Per la difesa la giovane è inoltre da ritenere colpevole di tentato omicidio intenzionale ripetuto, e non di assassinio. Questo, «perché gli elementi oggettivi indicano che non c'è stata premeditazione, ma irrazionalità».
«È schizofrenia» - «L'esame della realtà della 29enne è completamente compromesso», sottolinea l'avvocato Simone Creazzo, citando parte della perizia del dottor Calanchini. «Ne consegue, per la difesa, che ci troviamo di fronte a una schizofrenia paranoide». Quest'ultima, viene evidenziato, era già stata diagnostica dal precedente psichiatra della Signora, e va oltre, in termini di gravità, quanto detto dal perito.
Alta scemata imputabilità - La schizofrenia «comporta una totale incapacità di discernimento e non porterebbe a una media scemata imputabilità, come sostenuto da Calanchini, ma alta».
Per essere punibile di sostegno a gruppi terroristici l'articolo 2 del codice penale prevede invece che una persona agisca con consapevolezza, spiega Creazzo, aspettandosi che le sue azioni vadano a beneficio di queste organizzazioni. «Si tratta di un reato intellettuale che la 29enne, con le sua scarsa capacità di discernimento, non può concretamente commettere».
Le testimonianze - «Più di un testimone riferisce come l'imputata, quel giorno, sembrasse in preda a un raptus o avesse dei problemi mentali», sottolinea poi l'avvocato Daniele Iuliucci. «Nessuno di loro riferisce invece di aver sentito la 29enne urlare "Allahu Akbar", come afferma invece lei».

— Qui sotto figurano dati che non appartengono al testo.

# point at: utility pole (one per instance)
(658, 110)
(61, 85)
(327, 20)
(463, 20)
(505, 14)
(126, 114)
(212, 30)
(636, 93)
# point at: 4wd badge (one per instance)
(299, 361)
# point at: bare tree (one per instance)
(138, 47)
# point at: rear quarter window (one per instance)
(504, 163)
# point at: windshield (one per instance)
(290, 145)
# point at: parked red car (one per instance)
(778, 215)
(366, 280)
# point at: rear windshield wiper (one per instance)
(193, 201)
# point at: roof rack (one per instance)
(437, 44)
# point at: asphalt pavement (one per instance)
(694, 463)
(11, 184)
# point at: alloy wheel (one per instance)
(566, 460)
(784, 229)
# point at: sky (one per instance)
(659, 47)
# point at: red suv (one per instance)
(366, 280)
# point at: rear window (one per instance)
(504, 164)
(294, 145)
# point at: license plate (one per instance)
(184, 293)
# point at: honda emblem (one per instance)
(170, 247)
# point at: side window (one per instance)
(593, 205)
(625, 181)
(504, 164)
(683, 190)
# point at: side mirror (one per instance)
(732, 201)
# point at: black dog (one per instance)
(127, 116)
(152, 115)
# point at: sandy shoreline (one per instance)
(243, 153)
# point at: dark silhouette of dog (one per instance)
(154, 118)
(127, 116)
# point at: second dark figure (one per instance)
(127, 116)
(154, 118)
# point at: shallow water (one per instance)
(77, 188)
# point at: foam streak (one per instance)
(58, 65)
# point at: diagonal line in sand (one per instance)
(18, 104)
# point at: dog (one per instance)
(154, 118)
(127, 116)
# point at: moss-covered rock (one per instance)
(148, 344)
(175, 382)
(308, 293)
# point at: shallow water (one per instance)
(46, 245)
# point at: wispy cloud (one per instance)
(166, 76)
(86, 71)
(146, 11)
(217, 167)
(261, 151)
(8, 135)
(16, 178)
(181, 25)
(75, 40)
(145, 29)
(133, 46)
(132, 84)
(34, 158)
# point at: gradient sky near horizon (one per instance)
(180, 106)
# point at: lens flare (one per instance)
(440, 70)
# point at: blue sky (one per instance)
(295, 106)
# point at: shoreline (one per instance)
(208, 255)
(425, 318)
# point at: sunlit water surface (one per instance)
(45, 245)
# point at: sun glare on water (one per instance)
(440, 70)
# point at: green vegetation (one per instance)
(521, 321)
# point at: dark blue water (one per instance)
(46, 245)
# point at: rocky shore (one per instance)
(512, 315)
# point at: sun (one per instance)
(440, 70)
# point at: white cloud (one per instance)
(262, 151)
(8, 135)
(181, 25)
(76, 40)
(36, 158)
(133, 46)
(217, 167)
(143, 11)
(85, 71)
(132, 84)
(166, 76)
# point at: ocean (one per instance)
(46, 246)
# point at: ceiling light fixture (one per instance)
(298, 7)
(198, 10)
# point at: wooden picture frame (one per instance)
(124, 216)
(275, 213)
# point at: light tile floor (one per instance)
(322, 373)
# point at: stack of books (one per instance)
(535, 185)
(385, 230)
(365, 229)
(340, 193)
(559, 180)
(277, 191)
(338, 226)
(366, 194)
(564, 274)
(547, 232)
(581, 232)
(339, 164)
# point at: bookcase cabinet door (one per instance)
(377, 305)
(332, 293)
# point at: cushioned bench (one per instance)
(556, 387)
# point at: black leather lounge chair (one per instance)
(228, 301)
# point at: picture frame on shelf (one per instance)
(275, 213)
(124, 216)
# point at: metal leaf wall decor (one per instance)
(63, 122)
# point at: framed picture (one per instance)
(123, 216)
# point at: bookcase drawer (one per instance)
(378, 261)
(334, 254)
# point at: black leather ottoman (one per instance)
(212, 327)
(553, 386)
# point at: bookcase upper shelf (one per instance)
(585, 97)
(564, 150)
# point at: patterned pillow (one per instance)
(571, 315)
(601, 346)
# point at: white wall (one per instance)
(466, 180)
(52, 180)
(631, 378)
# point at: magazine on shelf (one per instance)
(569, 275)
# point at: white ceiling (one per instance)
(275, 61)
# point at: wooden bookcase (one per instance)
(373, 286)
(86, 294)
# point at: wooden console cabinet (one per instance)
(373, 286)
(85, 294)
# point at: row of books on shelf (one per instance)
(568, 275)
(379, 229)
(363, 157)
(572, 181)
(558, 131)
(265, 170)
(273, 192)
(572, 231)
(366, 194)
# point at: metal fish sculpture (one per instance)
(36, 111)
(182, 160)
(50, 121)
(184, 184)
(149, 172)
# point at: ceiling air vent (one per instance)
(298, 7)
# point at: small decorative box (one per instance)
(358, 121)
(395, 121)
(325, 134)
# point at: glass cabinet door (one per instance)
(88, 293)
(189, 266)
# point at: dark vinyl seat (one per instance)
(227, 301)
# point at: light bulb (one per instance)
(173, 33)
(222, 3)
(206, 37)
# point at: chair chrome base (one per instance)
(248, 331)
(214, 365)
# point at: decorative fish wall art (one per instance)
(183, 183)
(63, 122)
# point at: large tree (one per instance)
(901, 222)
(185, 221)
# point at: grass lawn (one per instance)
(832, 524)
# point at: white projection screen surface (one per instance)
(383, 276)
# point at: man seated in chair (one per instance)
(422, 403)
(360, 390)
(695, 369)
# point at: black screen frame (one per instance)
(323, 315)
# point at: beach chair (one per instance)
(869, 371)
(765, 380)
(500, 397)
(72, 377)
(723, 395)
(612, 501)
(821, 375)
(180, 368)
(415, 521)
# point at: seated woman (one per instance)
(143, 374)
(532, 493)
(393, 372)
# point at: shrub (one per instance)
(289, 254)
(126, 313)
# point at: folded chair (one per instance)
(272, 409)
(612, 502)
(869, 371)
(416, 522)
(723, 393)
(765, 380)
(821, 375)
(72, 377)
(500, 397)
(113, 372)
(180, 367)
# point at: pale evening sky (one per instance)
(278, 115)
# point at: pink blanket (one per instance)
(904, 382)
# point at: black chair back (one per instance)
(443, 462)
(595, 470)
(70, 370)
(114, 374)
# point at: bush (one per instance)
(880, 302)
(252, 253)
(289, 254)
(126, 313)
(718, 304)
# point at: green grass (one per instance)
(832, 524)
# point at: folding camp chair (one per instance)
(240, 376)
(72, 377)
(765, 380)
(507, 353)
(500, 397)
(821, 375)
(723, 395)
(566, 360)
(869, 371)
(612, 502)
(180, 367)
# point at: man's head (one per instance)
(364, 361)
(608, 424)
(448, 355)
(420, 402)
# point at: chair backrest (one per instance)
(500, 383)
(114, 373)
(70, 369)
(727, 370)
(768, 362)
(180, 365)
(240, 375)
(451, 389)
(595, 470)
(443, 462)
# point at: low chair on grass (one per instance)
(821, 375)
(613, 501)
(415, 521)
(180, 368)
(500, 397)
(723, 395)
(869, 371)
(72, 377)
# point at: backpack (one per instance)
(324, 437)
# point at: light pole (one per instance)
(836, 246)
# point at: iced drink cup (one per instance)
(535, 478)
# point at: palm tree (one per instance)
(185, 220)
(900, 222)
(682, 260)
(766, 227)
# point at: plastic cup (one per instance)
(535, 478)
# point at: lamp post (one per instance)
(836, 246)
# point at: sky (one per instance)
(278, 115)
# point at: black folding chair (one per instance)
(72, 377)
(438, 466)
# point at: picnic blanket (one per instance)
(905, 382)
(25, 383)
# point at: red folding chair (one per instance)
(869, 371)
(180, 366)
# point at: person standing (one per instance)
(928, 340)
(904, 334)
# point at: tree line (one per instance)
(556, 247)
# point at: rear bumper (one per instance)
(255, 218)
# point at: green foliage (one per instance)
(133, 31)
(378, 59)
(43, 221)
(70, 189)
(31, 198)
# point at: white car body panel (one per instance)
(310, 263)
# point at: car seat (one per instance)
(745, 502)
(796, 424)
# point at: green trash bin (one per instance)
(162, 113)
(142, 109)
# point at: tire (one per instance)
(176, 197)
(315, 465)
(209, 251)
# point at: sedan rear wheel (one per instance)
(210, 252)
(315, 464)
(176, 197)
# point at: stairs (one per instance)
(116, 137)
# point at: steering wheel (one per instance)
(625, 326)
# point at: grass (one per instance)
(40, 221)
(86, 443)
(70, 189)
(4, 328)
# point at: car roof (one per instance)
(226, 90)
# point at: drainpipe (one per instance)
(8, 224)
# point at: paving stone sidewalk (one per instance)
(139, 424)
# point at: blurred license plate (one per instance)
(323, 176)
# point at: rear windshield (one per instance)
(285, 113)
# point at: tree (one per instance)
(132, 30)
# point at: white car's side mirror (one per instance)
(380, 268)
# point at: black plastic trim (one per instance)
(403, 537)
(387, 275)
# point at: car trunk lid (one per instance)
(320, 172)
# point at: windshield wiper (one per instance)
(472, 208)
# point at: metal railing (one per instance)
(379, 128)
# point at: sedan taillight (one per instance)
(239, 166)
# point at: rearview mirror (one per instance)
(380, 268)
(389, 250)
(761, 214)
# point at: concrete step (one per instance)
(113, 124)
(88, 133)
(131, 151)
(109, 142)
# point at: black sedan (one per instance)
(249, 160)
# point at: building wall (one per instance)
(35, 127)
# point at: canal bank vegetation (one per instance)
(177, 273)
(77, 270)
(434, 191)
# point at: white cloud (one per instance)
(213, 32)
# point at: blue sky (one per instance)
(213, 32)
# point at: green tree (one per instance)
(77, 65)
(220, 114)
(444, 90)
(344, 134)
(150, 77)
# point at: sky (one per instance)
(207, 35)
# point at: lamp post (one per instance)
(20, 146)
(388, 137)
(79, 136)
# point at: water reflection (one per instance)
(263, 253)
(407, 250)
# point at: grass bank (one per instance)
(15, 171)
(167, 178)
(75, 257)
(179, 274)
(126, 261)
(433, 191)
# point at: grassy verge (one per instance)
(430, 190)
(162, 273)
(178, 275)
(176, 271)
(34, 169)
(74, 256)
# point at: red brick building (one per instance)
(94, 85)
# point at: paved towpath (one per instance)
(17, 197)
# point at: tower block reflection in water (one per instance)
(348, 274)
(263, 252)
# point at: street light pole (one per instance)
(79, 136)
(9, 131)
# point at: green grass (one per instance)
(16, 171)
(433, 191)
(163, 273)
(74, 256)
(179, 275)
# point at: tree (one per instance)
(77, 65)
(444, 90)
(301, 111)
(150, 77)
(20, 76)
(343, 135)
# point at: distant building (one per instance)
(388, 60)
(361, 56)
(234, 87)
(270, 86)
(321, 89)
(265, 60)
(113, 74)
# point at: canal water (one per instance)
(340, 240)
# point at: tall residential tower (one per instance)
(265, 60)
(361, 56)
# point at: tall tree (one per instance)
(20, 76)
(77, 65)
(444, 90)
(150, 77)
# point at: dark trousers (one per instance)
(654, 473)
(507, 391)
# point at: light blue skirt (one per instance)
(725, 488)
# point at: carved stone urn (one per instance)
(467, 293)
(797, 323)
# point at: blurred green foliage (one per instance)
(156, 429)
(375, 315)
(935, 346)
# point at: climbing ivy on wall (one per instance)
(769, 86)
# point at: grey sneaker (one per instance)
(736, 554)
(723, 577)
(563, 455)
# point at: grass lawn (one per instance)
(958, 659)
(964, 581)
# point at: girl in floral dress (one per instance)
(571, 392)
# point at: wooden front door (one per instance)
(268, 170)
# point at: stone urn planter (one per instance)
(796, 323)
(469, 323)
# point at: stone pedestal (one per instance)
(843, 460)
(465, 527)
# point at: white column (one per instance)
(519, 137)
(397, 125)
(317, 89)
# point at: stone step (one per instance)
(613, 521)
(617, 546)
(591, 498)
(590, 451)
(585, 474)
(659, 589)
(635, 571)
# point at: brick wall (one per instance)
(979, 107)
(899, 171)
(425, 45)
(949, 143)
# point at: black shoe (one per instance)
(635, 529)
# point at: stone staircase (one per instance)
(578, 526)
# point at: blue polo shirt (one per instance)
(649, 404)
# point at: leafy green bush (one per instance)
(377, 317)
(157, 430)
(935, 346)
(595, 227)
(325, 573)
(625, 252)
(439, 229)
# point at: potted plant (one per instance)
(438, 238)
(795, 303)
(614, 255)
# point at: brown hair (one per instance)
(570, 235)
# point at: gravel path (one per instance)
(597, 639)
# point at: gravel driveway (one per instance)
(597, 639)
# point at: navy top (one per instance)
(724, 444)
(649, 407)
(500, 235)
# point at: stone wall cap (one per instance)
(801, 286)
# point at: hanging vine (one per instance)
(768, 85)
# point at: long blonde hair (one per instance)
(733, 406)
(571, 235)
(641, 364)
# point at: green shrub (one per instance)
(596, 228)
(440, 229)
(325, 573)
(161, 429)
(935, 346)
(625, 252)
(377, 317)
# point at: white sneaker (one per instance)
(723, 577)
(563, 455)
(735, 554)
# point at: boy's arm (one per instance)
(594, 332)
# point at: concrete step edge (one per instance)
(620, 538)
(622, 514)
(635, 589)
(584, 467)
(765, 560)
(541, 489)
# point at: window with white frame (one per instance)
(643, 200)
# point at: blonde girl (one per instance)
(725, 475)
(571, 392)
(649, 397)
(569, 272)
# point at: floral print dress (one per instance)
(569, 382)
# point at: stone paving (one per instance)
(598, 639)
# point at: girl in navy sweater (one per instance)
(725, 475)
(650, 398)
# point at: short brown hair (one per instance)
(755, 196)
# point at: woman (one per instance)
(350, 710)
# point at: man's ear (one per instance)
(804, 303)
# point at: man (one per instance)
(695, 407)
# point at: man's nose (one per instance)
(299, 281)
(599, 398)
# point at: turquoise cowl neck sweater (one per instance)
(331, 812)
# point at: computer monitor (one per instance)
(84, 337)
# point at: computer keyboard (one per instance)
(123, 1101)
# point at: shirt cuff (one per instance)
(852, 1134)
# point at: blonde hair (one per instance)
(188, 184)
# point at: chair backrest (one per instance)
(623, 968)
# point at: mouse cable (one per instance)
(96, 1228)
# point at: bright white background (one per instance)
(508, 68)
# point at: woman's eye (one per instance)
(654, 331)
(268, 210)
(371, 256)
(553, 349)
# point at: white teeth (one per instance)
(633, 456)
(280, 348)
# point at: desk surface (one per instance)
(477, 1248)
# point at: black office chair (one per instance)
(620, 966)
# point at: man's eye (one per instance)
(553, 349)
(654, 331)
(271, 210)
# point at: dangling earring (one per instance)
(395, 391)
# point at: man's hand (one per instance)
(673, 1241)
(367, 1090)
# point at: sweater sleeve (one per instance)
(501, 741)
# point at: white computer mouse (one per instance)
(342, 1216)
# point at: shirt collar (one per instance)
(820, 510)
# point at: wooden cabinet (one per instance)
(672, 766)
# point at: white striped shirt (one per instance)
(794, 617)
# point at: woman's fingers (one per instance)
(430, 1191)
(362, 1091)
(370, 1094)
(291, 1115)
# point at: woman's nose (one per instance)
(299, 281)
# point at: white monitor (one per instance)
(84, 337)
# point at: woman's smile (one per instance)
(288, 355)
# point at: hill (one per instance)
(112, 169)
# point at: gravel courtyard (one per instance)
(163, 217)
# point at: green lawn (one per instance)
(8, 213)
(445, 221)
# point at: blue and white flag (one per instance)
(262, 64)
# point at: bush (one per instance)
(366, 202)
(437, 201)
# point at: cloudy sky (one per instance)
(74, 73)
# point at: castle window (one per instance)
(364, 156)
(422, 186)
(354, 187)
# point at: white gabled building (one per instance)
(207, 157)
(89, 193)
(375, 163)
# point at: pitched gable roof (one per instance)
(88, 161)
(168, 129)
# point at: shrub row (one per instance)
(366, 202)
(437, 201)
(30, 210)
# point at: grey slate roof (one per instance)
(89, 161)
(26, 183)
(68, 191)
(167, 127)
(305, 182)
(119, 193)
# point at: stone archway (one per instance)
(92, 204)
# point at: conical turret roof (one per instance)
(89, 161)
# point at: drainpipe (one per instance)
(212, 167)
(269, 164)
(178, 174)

«Un riscatto a una vita triste» - Il movente terroristico non è inoltre, per la difesa, credibile. L'attacco sarebbe infatti stato più che altro «un riscatto ipercompensatorio a una vita triste, caratterizzata da solitudine e bullismo». Per la difesa l'idea che la cessata assunzione dei farmaci non abbia avuto un'influenza sulla violenza perpetrata dalla 29enne, come ritenuto dal perito psichiatrico Carlo Calanchini, sarebbe inoltre poco credibile.
Un passato oscuro - I precedenti tanto discussi e ricollegati al terrorismo, ovvero il viaggio verso la Siria effettuato nel 2017, sono finiti in archiviazione, evidenzia infine la difesa. «Questo perché già allora gli incarti riconducevano a un delirio psichico, tanto che si è deciso per un ricovero coatto».